Originally Posted by bearisgray
Originally Posted by ChaiQuilter
Originally Posted by bearisgray
I've made my own templates.
If they have straight edges, I use my rotary cutter and ruler to cut them.
If they have curved edges, I cut them out with a scissors.
Don't have a template cutter, so can't offer any comments about them.
Do you use your rotary cutter with the templates you make? I find they are thin and dangerous to use with the rotary. Any advice would be appreciated!
I use my rotary cutter to cut around the templates - I usually manage to avoid cutting them. My technique is probably a bit different than when I'm cutting against a "regular" 1/8 thick acrylic ruler.
I don't quite get the "dangerous" part of cutting around a thin plastic template - other than to avoid slicing off part of it.
Okay - I got it! The difference is cutting AROUND as compared to cutting AGAINST!
Works for me, anyway.
I tried cutting the template plastic with x-acto knives. That didn't work out very well for me. Maybe I needed different blade(s) than the one I have.

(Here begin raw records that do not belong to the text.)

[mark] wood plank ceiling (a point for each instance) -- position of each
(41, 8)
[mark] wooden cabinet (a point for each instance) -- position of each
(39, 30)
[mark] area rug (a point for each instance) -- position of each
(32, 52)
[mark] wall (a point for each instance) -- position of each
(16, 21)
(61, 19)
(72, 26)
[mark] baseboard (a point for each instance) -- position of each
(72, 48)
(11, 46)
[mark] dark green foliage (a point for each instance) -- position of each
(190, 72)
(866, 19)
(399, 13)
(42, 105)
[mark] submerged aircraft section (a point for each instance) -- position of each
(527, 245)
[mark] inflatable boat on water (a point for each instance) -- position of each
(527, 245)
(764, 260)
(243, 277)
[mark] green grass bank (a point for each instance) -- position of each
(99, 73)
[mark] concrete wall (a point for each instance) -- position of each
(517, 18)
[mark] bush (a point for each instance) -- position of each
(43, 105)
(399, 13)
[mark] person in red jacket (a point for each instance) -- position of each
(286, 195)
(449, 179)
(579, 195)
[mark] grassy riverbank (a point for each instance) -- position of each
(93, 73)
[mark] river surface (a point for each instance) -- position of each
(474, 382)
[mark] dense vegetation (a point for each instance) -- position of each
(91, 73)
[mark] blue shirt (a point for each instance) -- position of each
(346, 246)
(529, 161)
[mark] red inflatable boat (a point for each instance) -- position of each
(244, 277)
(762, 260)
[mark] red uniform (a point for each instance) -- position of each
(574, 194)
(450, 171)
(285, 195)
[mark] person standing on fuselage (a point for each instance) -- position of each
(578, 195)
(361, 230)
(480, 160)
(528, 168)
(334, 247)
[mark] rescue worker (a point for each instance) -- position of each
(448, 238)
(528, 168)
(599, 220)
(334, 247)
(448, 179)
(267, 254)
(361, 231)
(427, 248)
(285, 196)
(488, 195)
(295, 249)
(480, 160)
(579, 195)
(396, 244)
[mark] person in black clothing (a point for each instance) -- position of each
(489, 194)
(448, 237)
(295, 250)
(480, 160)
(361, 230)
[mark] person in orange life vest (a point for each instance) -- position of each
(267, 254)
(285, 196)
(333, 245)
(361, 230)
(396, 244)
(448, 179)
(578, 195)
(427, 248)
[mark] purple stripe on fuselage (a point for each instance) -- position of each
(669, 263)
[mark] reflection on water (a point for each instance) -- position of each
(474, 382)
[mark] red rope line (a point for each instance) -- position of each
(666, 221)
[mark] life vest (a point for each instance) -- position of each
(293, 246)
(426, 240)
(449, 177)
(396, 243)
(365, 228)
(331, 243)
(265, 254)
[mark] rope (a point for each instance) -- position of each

You need to score with the xacto a couple of times and then just break the plastic on the score line. I ususally cut the template out with scissors, though. But that probably doesn't give you a perfectly straight line like using your acrylic ruler with the xacto.
I use one of the burning stencil tools to make the stencils for quilting motifs, but not for making templates for quilt block pieces.